HuffPost Teen is highlighting the way teens think and feel about sex through a series called, “Teen Sex: It’s Complicated.” Meet Maggie and hear what she has to say about her experience with sex. I think she is right, sex does carry a responsibility that many do not understand.
By Maggie, 18 | Originally published on Huffingtonpost.com
My story may be a little different than the others, but it’s my story and it’s supposed to be different. I was never taught about sex. It was never brought up to me but once, by my grandmother, of all people, while my mother sat idly by in the next room. She basically just said to wait until I was married. My mother and father had divorced and my mother brought many men in and out of my life, which probably gave the young me a messed up view of love. I’d had that talk when I was 11.
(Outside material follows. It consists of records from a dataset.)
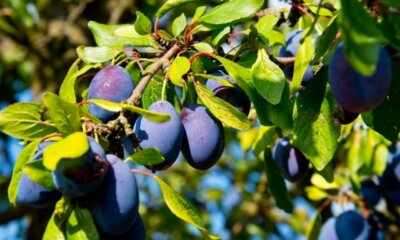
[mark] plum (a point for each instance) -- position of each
(351, 225)
(292, 45)
(112, 83)
(328, 230)
(114, 205)
(233, 95)
(292, 163)
(370, 192)
(33, 194)
(78, 180)
(203, 142)
(166, 136)
(353, 91)
(136, 232)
Fast-forward about two years and I’d lost my virginity at 13. I lost it someone who, being so naive, I thought I was in love with. Looking back, of course I was too young. I shouldn’t have even been thinking about sex. But today’s world is so focused on it, I guess. After that, I became convinced that if I slept with someone or if they wanted to sleep with me, that meant they loved or liked me. Why I thought that, I’m not sure.
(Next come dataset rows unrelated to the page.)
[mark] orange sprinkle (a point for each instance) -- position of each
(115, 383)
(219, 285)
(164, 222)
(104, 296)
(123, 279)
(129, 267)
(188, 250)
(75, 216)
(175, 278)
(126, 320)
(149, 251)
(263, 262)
Fast-forward another year and there I was, after school, staring down at those two pink lines that changed my life forever. I’d gotten pregnant at just 14. I was so young and had so much more to do. But I pushed everything aside to take care of my child, even if I was just a child myself. I still remember my first OB/GYN appointment. The first thing the doctor said to me was, “Congratulations.” I just stared at her, dumbfounded.
If I could go back and say anything to that 14 year-old, it’d be “wait.” Just wait. You’ve got all the time in the world to worry about sex and boys and it all may seem important now, but it’s minuscule compared to what lies ahead. Trust me, you’ll miss these carefree days when they’re gone.
I don’t regret having my child, though. She’s changed me in so many ways. I see the world from a different point of view now. I just wish I’d realized that maybe that point of view would’ve been better at a later age.
My advice: Honestly, wait until you feel you’re really mature enough to handle the emotions and outcomes of sex. I was only 14. I was definitely not ready for all the responsibility that sex brought me.